Silverlight 4 Introduces Watermark Issue
Like every version, Silverlight 4 adds new properties to existing types. One new property Microsoft added is TextBox.Watermark. ComponentOne already had a Watermark property defined for our C1TextBoxBase, which is a subclass of TextBox.
Due to this change, if an application built against Silverlight 2 or 3 sets C1TextBoxBase.Watermark in XAML, it will generate an exception in Silverlight 4. This is because of a limitation with the Silverlight 2/3 parsers and results in the parser not knowing which Watermark property to use; TextBox.Watermark or C1TextBoxBase.Watermark. Basically, anytime a base class and a subclass have multiple properties of the same name it will generate this type of exception. Microsoft claims the limitation of the Silverlight 2 and 3 parsers is nothing new, it's just that the TextBox.Watermark property is new. The issue is present in Silverlight 4 RC and RTM (out next week).

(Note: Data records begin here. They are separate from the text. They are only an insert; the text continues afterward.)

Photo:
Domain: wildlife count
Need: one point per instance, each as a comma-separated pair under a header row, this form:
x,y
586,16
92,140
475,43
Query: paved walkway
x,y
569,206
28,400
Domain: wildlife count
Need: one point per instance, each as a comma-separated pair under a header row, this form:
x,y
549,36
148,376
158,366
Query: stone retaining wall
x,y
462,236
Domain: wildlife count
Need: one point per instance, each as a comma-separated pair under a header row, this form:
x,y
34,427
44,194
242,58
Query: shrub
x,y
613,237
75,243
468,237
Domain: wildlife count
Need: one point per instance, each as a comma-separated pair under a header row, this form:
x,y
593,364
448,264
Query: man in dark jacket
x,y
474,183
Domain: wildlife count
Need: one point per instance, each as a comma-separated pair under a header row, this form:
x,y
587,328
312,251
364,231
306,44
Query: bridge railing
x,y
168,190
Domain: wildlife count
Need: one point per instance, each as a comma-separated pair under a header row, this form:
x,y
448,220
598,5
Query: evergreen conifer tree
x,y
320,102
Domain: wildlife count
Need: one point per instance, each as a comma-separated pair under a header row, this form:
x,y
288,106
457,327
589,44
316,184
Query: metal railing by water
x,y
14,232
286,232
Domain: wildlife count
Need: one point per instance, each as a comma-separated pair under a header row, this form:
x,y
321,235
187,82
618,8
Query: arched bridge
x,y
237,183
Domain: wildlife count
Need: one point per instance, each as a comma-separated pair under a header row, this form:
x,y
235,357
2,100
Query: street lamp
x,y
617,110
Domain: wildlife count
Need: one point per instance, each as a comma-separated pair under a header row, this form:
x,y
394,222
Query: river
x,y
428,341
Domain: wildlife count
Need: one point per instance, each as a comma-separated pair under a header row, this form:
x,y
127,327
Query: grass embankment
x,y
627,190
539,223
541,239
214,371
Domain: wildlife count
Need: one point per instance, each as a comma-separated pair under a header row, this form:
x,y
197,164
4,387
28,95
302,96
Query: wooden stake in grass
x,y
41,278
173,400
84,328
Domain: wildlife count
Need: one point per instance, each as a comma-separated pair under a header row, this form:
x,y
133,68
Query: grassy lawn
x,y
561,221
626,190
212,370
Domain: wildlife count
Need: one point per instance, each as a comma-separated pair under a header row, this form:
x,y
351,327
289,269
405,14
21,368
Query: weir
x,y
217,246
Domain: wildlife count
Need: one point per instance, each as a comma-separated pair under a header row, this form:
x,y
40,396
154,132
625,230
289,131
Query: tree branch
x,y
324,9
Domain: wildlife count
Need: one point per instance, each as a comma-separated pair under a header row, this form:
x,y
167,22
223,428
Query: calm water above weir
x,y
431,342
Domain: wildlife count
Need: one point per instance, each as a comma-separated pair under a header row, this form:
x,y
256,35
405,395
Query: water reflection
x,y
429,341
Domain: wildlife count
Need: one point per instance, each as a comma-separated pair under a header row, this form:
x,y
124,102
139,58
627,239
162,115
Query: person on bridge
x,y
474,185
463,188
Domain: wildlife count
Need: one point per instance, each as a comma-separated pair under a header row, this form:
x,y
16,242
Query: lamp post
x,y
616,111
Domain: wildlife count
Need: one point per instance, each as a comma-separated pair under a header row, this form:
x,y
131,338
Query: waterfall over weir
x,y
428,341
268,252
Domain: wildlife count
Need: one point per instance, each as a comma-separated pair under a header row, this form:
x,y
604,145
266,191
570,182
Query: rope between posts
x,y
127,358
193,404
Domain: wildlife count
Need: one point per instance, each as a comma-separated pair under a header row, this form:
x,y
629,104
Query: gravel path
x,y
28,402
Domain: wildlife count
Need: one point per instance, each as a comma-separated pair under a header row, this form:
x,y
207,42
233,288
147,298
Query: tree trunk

Several ComponentOne controls inherit or use C1TextBoxBase:
- C1NumericBox
- C1MaskedTextBox
- C1ComboBox
- C1FilePicker
- C1TimeEditor
- C1TextEditableContentControl
If this issue pertains to you, you should rebuild your applications after removing the Watermark property from your code. We will also be including updated Silverlight 3 bits that will work around this issue in the next release.